IM NAMEN DER REPUBLIK!

Das Bundesverwaltungsgericht hat durch die Richterin Dr. Rotraut LEITNER als Einzelrichterin über die Beschwerde von XXXX , geboren XXXX , vertreten durch Telos Law Group, Winalek, Nikodem, Weinzinger Rechtsanwälte GmbH, Wien, gegen den Bescheid der Wiener Gebietskrankenkasse, nun Österreichische Gesundheitskasse, vom 08.01.2019, Zl.

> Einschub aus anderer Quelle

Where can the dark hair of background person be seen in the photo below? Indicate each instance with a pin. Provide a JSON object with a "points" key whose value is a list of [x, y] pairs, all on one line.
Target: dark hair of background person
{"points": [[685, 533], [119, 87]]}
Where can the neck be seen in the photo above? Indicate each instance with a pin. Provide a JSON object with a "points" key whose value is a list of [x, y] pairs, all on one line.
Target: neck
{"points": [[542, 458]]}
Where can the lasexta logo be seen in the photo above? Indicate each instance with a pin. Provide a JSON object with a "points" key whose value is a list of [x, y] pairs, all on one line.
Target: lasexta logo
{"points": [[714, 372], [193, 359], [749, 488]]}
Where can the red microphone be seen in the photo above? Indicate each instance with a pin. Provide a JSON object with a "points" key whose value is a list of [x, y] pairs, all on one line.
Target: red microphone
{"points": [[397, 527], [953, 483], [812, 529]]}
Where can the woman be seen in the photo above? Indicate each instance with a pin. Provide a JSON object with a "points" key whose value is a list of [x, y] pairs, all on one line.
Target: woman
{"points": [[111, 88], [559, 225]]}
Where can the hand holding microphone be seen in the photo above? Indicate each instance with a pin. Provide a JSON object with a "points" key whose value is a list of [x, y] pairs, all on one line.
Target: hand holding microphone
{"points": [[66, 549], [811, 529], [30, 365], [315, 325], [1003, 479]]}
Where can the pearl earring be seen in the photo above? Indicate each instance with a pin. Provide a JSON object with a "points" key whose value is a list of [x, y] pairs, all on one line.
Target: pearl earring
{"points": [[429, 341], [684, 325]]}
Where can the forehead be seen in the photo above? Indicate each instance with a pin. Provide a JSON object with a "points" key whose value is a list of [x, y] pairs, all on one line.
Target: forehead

XXXX ,

I. zu Recht erkannt:

A)

Soweit sich die Beschwerde gegen Spruchpunkt 1 des angefochtenen Bescheides richtet, wird sie gem. § 28 Abs 1 und Abs 2 Verwaltungsgerichtsverfahrensgesetz (VwGVG) als unbegründet abgewiesen

B)

Die Revision ist gemäß Art. 133 Abs. 4 B-VG nicht zulässig.

II. beschlossen:

A)

Soweit sich die Beschwerde gegen Spruchpunkt 2 des angefochtenen Bescheides richtet, wird dieser gem. § 28 Abs 3, zweiter Satz VwGVG aufgehoben und die Angelegenheit zur Erlassung eines neuen Bescheides an die Österreichische Gesundheitskasse zurückverwiesen.

B)

Die Revision ist gemäß Art. 133 Abs. 4 B-VG nicht zulässig.

Text

ENTSCHEIDUNGSGRÜNDE:

I. Verfahrensgang:

Zur Vorgeschichte:

Der nunmehrige Beschwerdeführer hatte mit Bescheid der Pensionsversicherungsanstalt (PVA) vom 23.12.2016 eine Kontoerstgutschrift gem. § 15 Allgemeines Pensionsgesetz (APG) zum 01.01.2014 erhalten.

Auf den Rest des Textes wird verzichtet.